Re: Dawkins on Channel 4 tonight

From: Scott Chase (ecphoric@hotmail.com)
Date: Mon 16 Jan 2006 - 17:50:22 GMT

  • Next message: Kate Distin: "Re: Dawkins on Channel 4 tonight"

    >From: Kate Distin <memes@distin.co.uk>
    >Reply-To: memetics@mmu.ac.uk
    >To: memetics@mmu.ac.uk
    >Subject: Re: Dawkins on Channel 4 tonight
    >Date: Mon, 16 Jan 2006 17:02:03 +0000
    >
    >Derek Gatherer wrote:
    >>At 16:04 16/01/2006, Kate wrote:
    >>
    >>>This is true of the meme of "faith" as defined by Dawkins: faith as
    >>>belief-without-evidence. But no serious Christian writer would accept
    >>>this definition. I don't know where he's got it from. It is one of the
    >>>straw men he's so keen on fighting (see Derek's point about his
    >>>reluctance to engage with McGrath).
    >>
    >>
    >>I think it's fairly obvious where he got it from - those scary people he
    >>was interviewing last week, and others of their ilk. It really boils down
    >>to what constitutes a "serious [enter school of thought] writer". I agree
    >>entirely that the tele-evangelists don't constitute anything serious in an
    >>academic sense. But Dawkins would probably say anybody who has conference
    >>calls (so the guy claims) with GW Bush has to be taken seriously.
    >>Debating the finer points of Barth or Tillich and how they might relate to
    >>a Popperian conception of knowledge is all good stuff, but let's wake up
    >>and smell the coffee: evolution is about to be removed from the curriculum
    >>if the tele-man and his friends have their way (and I dare say Tillich and
    >>Barth are also a little further down his list for removal too....). Of
    >>course, this is not a with-us-or-against-us scenario, or at least it
    >>shouldn't be. Perhaps Dawkins does tend to tar (and even feather) all
    >>from the same brush, but if the liberal theologians were to be more
    >>publicly visible in their opposition to the bibiolators (it is heresy
    >>after all, all CAMP - ie Catholic, Anglican, Mainstream Protestant -
    >>churches agree on that don't they?), then it would be more difficult for
    >>Dawkins to allege that "you're all the same".
    >>
    >>
    >
    >But I could pick out people from all manner of non-religious backgrounds
    >who would provide equally scary interview-fodder.
    >
    >Showing us examples of mad religious people proves nothing, if you are
    >deliberately refusing to engage in discussions with the non-mad religious
    >people; and ignoring the existence of mad non-religious people.
    >
    >Of course I agree that what makes these people scary is that they refuse to
    >accept any contradictory evidence. But I don't agree that this
    >characteristic is "faith"; and I don't agree that it is either restricted
    >to religious people, or as omnipresent amongst them as Dawkins implies.
    >
    One need only look at the history of eugenics for examples of what happens when science has gone astray.
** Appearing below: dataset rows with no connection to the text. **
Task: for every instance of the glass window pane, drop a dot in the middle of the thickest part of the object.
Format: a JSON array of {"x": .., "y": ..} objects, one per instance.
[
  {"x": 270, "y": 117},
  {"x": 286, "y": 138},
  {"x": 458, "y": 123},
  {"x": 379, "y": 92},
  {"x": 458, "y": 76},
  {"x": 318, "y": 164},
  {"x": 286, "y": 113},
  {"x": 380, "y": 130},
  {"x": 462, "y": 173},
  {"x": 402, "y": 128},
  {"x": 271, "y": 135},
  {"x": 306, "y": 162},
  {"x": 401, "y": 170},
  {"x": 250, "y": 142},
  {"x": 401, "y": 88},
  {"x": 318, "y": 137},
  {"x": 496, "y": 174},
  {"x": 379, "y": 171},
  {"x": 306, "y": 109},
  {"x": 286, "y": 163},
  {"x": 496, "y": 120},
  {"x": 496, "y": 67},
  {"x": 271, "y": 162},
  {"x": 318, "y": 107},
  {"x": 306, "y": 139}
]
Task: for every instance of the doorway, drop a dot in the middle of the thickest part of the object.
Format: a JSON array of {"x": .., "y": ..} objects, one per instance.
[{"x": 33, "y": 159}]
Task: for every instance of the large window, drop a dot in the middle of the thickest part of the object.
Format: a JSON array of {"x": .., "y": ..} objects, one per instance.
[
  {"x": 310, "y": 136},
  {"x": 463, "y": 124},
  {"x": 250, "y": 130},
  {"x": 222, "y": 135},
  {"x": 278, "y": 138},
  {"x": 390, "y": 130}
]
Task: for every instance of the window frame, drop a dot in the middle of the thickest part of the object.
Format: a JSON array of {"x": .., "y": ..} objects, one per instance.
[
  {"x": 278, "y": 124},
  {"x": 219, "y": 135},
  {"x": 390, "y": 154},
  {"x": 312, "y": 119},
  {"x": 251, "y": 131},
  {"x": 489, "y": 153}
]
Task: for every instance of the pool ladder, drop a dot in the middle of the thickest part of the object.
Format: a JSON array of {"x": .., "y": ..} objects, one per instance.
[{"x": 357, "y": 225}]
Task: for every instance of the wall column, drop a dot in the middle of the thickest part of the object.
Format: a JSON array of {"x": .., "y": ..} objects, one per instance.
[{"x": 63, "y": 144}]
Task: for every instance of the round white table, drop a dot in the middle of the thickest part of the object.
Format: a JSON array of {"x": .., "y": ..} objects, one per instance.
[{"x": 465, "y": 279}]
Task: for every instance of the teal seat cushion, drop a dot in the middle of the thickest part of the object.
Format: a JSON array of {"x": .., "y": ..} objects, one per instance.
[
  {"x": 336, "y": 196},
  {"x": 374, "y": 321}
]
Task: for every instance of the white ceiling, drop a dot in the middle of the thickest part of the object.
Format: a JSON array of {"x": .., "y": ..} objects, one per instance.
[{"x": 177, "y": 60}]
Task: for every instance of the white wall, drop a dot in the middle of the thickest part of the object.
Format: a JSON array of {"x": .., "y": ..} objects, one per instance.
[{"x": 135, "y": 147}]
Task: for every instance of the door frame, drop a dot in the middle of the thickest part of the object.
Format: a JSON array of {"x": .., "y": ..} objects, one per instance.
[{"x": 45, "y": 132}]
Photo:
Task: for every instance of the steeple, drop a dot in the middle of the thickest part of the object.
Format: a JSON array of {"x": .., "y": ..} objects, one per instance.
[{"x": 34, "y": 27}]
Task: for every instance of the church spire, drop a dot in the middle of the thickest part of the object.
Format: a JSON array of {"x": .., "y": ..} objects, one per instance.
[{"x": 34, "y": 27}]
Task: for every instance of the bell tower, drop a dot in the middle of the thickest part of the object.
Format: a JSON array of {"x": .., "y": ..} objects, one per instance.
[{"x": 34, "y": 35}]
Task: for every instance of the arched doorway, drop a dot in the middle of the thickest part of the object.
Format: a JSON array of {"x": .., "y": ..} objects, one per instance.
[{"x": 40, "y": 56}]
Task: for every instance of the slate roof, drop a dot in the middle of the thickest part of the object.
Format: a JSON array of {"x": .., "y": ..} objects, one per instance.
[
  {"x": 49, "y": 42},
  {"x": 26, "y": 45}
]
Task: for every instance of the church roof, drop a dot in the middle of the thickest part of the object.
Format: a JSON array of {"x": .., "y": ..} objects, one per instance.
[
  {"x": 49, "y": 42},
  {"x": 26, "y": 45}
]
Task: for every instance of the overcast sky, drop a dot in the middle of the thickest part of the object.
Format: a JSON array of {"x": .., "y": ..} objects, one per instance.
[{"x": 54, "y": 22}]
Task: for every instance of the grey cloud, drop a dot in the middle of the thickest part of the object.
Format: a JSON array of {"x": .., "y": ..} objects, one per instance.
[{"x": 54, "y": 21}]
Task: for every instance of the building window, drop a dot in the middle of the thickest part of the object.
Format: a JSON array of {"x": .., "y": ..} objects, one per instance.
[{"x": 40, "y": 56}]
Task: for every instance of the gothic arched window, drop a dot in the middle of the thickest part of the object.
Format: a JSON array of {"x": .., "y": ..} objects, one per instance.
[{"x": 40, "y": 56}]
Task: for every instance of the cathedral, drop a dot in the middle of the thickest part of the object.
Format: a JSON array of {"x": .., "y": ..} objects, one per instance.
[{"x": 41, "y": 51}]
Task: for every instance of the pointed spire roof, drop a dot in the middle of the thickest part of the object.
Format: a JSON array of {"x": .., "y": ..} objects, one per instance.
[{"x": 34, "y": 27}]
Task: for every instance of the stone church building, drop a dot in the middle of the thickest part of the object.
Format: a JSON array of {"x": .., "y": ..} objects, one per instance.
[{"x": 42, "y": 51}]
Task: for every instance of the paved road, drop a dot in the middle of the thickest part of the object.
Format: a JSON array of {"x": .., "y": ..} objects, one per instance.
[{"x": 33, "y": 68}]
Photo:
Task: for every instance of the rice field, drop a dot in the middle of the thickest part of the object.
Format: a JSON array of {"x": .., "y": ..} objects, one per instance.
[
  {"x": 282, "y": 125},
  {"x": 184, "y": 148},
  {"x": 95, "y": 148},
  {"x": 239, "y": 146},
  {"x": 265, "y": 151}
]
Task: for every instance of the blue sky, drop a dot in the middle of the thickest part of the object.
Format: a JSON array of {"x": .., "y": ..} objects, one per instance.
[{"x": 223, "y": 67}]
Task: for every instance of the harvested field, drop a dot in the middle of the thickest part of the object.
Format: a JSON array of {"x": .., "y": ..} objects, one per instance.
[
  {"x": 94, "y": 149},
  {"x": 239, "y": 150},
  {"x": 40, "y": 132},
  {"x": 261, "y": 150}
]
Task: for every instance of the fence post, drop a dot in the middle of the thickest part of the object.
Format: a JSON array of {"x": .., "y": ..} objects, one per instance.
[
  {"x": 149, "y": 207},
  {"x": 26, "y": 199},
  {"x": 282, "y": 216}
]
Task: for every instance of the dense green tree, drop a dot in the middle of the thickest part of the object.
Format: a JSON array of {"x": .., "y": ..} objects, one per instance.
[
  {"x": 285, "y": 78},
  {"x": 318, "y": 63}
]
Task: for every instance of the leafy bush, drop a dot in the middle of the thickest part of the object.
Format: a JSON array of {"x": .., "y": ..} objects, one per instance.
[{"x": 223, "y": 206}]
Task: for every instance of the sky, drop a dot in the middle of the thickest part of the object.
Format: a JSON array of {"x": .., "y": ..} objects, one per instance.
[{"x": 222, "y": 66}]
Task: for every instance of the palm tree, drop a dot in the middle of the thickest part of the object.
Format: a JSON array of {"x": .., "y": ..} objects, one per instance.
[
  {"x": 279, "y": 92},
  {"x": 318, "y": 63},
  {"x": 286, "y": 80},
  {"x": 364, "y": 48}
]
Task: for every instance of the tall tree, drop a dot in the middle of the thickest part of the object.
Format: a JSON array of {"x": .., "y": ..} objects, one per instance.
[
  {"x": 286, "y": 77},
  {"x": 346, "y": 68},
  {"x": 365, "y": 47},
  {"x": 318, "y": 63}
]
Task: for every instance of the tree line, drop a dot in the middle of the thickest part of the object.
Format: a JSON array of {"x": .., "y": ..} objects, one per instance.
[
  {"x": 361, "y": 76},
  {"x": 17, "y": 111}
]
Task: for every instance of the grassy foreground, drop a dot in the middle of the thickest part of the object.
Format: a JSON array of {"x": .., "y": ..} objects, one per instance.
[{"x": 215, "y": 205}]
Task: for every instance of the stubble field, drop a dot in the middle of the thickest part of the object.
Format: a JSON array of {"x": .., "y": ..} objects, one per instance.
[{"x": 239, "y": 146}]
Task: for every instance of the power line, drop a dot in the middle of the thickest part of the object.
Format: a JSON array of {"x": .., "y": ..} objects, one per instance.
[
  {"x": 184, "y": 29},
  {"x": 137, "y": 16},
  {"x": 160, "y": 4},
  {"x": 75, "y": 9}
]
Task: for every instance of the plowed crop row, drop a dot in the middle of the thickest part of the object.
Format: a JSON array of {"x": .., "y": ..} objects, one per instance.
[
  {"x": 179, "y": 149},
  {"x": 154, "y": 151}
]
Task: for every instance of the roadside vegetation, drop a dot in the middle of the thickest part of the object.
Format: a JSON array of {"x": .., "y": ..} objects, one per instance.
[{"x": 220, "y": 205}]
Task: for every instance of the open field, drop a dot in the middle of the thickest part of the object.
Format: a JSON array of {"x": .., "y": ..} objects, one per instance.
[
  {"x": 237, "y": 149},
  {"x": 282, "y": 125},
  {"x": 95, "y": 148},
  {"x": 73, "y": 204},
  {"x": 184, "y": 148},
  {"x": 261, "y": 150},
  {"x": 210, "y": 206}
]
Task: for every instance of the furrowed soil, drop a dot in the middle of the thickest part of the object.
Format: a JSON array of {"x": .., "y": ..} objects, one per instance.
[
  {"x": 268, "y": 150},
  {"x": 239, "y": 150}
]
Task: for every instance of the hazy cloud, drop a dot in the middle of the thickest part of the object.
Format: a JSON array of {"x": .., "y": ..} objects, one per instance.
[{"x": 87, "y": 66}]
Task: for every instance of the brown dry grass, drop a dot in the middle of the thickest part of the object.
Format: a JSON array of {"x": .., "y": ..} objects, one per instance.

There were sterilization statutes on the books in US states. In Germany there emerged the Nuremberg laws. And subseqentially in Europe there emerged death camps where people not eliminated in well engineered gas chambers and incinerated via the gruesomely efficient ovens were subjected to all sorts of horrid
    "experiments".

    Brits know well of the buzzbombs and other developments of German science and the US recruited German scientists for the develoment of the space and missile programs.

    I'd say science has had its exemplars of madness.